O Supremo
Tribunal de Justiça (STJ) cancelou há dias uma decisão judicial que atribuiu
uma indemnização de 25 mil euros à ex-assessora de imprensa da
Procuradoria-Geral da República Sara Pina, na sequência do caso das cassetes
roubadas. Foi este episódio que esteve na origem da demissão da então porta-voz
do procurador-geral Souto Moura, em Agosto de 2004.
Sara Pina
pediu em tribunal quase 131 mil euros por danos morais e patrimoniais que
imputou à directora do extinto semanário O Independente, Inês Serra
Lopes, que publicou parte das gravações feitas por um jornalista do Correio
da Manhã (CM). O repórter tinha gravado, sem autorização dos
interlocutores, as conversas com várias fontes sobre o processo Casa Pia,
cassetes que lhe foram furtadas.
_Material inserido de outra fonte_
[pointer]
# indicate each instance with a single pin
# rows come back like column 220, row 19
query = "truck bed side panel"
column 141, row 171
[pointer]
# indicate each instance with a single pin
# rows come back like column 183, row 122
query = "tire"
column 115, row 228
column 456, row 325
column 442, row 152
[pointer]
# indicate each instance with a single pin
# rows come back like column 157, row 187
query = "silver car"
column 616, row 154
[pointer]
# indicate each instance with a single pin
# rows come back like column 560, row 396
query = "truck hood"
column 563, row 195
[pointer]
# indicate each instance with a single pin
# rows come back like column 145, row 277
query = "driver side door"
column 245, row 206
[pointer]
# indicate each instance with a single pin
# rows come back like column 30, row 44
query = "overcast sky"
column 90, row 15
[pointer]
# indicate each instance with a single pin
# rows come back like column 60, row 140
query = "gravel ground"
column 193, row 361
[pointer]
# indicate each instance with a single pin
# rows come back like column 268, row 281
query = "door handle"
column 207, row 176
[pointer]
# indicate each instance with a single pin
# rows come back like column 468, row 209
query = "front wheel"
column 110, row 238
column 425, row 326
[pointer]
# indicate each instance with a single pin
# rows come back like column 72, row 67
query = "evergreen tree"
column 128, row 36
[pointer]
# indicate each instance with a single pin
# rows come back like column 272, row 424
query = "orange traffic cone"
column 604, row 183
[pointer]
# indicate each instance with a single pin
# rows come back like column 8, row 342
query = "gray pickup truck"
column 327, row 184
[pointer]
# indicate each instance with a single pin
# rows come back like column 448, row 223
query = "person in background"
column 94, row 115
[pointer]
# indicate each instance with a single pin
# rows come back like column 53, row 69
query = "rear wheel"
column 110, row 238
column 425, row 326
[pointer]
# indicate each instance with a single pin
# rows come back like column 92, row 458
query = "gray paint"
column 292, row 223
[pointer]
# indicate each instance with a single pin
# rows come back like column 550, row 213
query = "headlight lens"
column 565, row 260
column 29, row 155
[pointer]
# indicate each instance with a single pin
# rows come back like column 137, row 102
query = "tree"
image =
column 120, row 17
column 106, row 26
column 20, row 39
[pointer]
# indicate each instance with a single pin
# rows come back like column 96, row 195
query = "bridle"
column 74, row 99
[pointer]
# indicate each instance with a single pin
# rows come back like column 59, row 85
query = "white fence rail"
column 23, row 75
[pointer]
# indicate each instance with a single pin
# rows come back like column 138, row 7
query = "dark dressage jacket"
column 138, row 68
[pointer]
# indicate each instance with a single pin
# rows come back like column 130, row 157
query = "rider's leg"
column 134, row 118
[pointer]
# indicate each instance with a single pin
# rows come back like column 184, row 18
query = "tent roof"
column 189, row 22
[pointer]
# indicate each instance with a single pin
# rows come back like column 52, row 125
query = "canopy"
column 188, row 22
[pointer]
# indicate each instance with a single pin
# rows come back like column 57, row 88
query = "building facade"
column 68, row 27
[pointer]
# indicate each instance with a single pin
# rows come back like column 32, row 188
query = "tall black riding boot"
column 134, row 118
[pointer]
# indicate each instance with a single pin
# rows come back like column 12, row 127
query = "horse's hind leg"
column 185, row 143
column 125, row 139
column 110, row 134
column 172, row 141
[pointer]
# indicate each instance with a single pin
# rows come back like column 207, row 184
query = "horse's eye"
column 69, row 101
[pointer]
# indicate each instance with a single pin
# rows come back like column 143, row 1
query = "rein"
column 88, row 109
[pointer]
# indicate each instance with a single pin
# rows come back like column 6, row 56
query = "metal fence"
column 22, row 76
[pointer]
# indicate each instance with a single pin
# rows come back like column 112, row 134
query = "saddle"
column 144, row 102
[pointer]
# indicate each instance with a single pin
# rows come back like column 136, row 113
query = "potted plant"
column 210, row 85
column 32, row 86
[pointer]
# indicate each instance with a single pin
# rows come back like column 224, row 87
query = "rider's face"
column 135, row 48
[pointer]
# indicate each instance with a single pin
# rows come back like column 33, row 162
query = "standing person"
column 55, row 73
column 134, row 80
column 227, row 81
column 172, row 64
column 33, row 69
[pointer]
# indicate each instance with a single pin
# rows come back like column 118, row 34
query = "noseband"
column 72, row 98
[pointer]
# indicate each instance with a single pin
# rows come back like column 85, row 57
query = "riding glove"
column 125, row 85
O caso levou também à demissão do ex-director
da Polícia Judiciária Adelino Salvado, uma outra fonte do jornalista. A
directora do semanário foi condenada em primeira instância a pagar uma
indemnização de 25 mil euros a Sara Pina, uma sentença que o Tribunal da Relação
de Lisboa confirmou. Mas a decisão foi revogada no final de Outubro pelo
Supremo, que absolveu a jornalista.
Três
juízes do Supremo, onde Souto Moura se encontra actualmente, recusaram-se a
atribuir uma indemnização a Sara Pina, apesar de darem como provado que a
publicação das conversas "causou danos irreversíveis à imagem daquela, que
se viu forçada a pedir a demissão e dificilmente recuperará a confiança dos
eventuais empregadores, para além dos aborrecimentos e incómodos sofridos e
provados".
Os magistrados
criticam Inês Serra Lopes pela publicação do conteúdo das gravações furtadas,
mas consideram que a antiga assessora de imprensa é a culpada pelos danos que
sofreu. "Concluímos, assim, que os danos sofridos efectivamente pela
recorrida [Sara Pina] só podem e devem ser imputados a si própria, aos seus
próprios actos", escrevem no acórdão.
Para os
juízes do STJ, a assessora tinha "consciência da ilicitude da sua conduta
e do grande risco que corria, como sobejamente demonstra a sua preocupação em
que o jornalista não desse qualquer pista sobre a identidade da sua
fonte". E acrescentam: "Os danos foram causados pelo seu acto de
quebra de confiança relativamente ao procurador-geral da República, para além
da eventual dignidade penal, e pela sua justificada vergonha de o ter
praticado."
O STJ
censura igualmente a atitude de Inês Serra Lopes, filha de um dos advogados que
defenderam o ex-apresentador de televisão Carlos Cruz no processo Casa Pia. Os
juízes dizem que a directora de O Independente se aproveitou
"em benefício próprio" do conteúdo de cassetes, que tinham sido dadas
como furtadas pelo respectivo proprietário e que a jornalista não tinha
autorização para divulgar publicamente.
"A
recorrente [Inês Serra Lopes] sabia que a publicação do conteúdo das cassetes
era ilícita e decidiu conscientemente fazê-la, agindo com dolo", afirmam
os juízes. Os magistrados sublinham que a directora do semanário tinha o dever
de denunciar às autoridades, nomeadamente à procuradoria, a situação de que se
inteirou ao ouvir as cassetes. "Só não tinha o direito de as usar em seu
benefício, como o fez." Apesar da censura, os juízes acabaram por
desresponsabilizar Inês Serra Lopes. "A forma da denúncia foi ilícita e
ética e deontologicamente reprovável, mas não foi esta forma de denúncia a
causadora dos danos efectivamente sofridos pela recorrida", concluíram.